I have no words.  I don’t know how to console a father that has gone – is going – through this. I have never lost a child. I can only relate what it’s like to lose a grandchild, my beloved Reuven. That was to cancer. It was an excruciating loss. One which will be with me the rest of my life. But I know that it is nothing compared to the pain of losing a healthy child suddenly to a fire. Multiply that pain by 7 children. From the Jerusalem Post article they were: Eliane, 16; Rivka, 13; Sara, 5; David, 12; Yeshua, 10; Moshe, 8; and Yaakov, 5. Just reading all of those names and ages in this context makes my eyes water.

And then there are the 2 survivors.  Mr. Sasson’s wife Gayle, 45, and daughter Siporah, 15. They are in critical condition having jumped out of a 2nd story window. And all this happened on Shabbos to a Shabbos observant family, no less. A day that is elevated by God above all the other days of the week.

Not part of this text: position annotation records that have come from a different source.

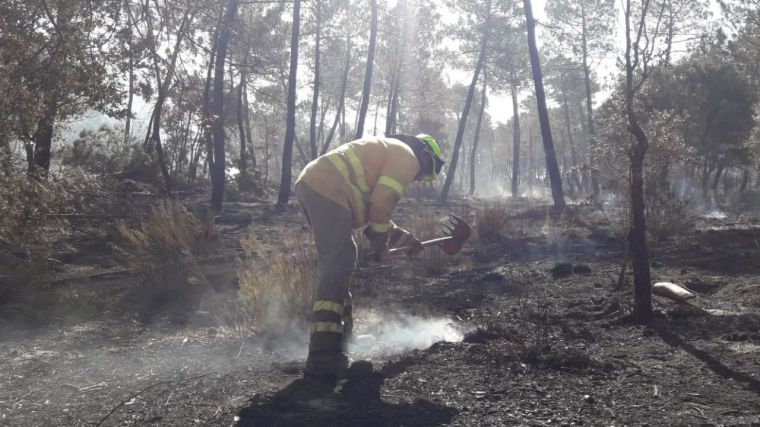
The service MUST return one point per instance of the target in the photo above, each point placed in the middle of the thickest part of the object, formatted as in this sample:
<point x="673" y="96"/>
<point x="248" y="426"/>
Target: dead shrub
<point x="166" y="249"/>
<point x="36" y="213"/>
<point x="277" y="283"/>
<point x="492" y="222"/>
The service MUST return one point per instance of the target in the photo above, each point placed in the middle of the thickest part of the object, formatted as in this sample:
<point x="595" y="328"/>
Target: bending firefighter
<point x="355" y="185"/>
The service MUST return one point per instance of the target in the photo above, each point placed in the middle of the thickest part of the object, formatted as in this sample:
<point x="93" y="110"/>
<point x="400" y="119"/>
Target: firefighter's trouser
<point x="331" y="325"/>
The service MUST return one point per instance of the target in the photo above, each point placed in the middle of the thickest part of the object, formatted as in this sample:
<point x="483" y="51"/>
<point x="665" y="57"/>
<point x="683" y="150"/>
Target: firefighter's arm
<point x="383" y="200"/>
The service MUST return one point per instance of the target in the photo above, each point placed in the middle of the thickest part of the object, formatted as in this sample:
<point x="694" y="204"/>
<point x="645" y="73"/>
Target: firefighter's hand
<point x="379" y="243"/>
<point x="403" y="238"/>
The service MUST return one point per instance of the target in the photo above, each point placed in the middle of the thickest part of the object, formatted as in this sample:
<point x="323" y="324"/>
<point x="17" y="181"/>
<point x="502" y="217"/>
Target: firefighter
<point x="356" y="185"/>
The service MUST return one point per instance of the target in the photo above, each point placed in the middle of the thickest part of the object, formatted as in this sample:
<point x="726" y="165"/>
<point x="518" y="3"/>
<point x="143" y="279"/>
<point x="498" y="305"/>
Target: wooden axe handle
<point x="425" y="243"/>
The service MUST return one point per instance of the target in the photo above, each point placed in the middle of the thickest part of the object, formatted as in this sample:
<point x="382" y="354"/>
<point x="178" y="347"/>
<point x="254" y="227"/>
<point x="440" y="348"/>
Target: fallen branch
<point x="133" y="396"/>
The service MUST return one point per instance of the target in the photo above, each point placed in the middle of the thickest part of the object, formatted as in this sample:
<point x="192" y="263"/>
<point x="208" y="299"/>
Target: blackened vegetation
<point x="540" y="346"/>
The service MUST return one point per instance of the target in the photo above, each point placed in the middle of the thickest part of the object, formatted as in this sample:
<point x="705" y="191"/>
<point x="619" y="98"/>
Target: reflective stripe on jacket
<point x="366" y="176"/>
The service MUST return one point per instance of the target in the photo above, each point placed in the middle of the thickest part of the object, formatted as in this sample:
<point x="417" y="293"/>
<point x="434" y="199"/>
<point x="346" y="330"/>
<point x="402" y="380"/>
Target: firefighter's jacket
<point x="366" y="176"/>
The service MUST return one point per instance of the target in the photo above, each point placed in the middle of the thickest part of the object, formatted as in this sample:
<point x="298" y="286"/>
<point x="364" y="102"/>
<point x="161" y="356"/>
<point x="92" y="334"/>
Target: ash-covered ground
<point x="529" y="329"/>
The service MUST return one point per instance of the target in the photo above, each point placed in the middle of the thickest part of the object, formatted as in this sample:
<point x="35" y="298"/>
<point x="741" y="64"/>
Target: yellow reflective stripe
<point x="358" y="197"/>
<point x="392" y="183"/>
<point x="356" y="164"/>
<point x="335" y="328"/>
<point x="380" y="228"/>
<point x="323" y="305"/>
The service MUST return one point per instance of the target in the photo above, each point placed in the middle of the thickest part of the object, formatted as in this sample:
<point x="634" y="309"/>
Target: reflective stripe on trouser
<point x="332" y="227"/>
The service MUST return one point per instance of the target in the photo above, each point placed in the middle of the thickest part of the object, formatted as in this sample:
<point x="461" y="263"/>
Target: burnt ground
<point x="546" y="343"/>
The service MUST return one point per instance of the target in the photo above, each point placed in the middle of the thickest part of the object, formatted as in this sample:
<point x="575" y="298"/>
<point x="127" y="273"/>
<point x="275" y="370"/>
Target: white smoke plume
<point x="381" y="334"/>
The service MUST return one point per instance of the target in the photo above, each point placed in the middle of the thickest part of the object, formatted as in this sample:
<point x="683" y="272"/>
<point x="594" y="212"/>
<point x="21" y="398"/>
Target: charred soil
<point x="543" y="310"/>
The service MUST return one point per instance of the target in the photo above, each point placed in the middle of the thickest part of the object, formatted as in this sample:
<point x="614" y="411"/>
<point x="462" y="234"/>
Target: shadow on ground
<point x="358" y="403"/>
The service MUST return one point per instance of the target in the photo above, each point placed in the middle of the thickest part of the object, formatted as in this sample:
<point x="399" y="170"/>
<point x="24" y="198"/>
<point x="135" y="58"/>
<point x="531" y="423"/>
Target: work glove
<point x="379" y="243"/>
<point x="400" y="238"/>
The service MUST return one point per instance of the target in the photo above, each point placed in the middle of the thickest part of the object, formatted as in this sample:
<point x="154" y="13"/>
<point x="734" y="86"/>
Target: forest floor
<point x="534" y="322"/>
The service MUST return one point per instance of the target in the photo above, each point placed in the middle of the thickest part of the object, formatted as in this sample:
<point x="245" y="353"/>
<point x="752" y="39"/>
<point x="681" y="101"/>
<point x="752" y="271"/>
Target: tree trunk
<point x="218" y="172"/>
<point x="43" y="136"/>
<point x="243" y="163"/>
<point x="290" y="127"/>
<point x="473" y="152"/>
<point x="315" y="97"/>
<point x="342" y="101"/>
<point x="543" y="115"/>
<point x="716" y="178"/>
<point x="587" y="87"/>
<point x="130" y="97"/>
<point x="642" y="309"/>
<point x="466" y="110"/>
<point x="368" y="74"/>
<point x="515" y="140"/>
<point x="573" y="152"/>
<point x="248" y="133"/>
<point x="745" y="180"/>
<point x="163" y="93"/>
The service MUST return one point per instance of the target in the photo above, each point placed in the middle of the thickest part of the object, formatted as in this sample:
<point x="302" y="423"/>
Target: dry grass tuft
<point x="492" y="222"/>
<point x="277" y="282"/>
<point x="166" y="250"/>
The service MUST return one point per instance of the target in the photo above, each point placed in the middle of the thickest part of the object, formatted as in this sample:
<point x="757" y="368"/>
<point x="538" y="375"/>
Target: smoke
<point x="381" y="334"/>
<point x="715" y="214"/>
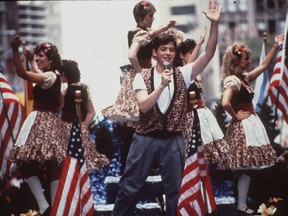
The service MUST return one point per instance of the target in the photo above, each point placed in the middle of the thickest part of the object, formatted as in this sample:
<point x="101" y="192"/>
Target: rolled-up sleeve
<point x="142" y="37"/>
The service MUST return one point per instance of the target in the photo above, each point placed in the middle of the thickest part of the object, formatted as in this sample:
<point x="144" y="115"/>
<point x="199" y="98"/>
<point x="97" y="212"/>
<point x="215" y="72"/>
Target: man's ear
<point x="154" y="54"/>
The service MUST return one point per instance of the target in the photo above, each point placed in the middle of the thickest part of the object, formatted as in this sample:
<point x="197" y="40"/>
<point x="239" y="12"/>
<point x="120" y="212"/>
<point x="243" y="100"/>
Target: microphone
<point x="166" y="65"/>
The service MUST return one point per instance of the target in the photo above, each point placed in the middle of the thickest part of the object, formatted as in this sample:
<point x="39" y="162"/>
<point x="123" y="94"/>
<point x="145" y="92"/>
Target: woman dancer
<point x="40" y="144"/>
<point x="249" y="145"/>
<point x="70" y="74"/>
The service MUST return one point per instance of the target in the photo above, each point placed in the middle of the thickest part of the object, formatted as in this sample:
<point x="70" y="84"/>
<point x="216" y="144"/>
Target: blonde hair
<point x="232" y="59"/>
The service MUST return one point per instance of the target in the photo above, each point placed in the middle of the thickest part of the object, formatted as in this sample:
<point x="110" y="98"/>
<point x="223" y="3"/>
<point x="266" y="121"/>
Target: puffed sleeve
<point x="232" y="82"/>
<point x="64" y="87"/>
<point x="49" y="79"/>
<point x="142" y="37"/>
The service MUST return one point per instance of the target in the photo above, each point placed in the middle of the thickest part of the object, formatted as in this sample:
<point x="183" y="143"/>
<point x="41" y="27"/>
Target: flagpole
<point x="6" y="116"/>
<point x="78" y="101"/>
<point x="25" y="64"/>
<point x="265" y="42"/>
<point x="282" y="63"/>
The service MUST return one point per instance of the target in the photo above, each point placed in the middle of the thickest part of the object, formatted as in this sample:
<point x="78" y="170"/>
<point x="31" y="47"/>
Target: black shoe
<point x="246" y="212"/>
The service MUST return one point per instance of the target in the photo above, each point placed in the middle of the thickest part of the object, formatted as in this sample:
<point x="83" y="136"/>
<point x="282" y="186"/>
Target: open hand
<point x="16" y="42"/>
<point x="214" y="11"/>
<point x="279" y="39"/>
<point x="28" y="53"/>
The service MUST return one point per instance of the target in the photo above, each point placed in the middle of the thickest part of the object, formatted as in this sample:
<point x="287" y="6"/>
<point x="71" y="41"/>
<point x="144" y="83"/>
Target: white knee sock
<point x="53" y="190"/>
<point x="37" y="190"/>
<point x="243" y="187"/>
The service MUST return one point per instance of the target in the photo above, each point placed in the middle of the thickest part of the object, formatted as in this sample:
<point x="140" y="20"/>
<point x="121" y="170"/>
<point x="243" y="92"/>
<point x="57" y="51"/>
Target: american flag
<point x="196" y="196"/>
<point x="278" y="89"/>
<point x="74" y="197"/>
<point x="12" y="116"/>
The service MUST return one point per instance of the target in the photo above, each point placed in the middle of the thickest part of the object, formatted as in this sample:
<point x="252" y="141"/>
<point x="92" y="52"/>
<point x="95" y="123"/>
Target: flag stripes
<point x="196" y="195"/>
<point x="74" y="197"/>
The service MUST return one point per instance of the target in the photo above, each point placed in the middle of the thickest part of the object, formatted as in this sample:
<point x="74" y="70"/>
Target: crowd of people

It is enough to make an Apikores out of anyone. And yet Mr. Sasson’s Emunah, his faith in God and Judaism remains strong.  I suppose that those who suffered the tragedies of the Holocaust and remained with their faith had the same kind of challenges. Tzadik V’Ra Lo. Why indeed do bad things happen to good people?! It seems so unjust… so unfair… to seemingly punish innocent people in this horrible way… and in the case of an observant Jew - on a Shabbos no less. I have no answers. Just questions.

In the face of such a tragedy, there are some who want to use it to talk about how this could have been prevented. Now is not the time for such discussions. They just add to the pain (…if that’s even possible when the pain is so great!)

There are some who have implied that Shabbos observance itself  is the cause of this tragedy.  Have these vultures no feeling? Have they no empathy for the suffering of a man who one day had everything - and in a moment lost everything?! What is the matter with these people?!

Now is not the time for speculating about what could have been done. And it is certainly not the time to blame religion for the tragedy. Instead of blaming religion - let them look at the incredible faith this man has in the face of such a horrible tragedy. That tells you what he is made of.

Now is the time to let Mr. Sassoon mourn his loss and to try and comfort him as best we can. (Which to me seems like a mindbogglingly impossible task. But that does not free us from trying.) I will end with the traditional consolation prayer made to the bereaved. HaMakom Menachem Eschem B’Soch Shaar Avelei Tzion V’Yerushalayim. May God comfort Mr. Sasson among the mourners of Zion and Jerusalem.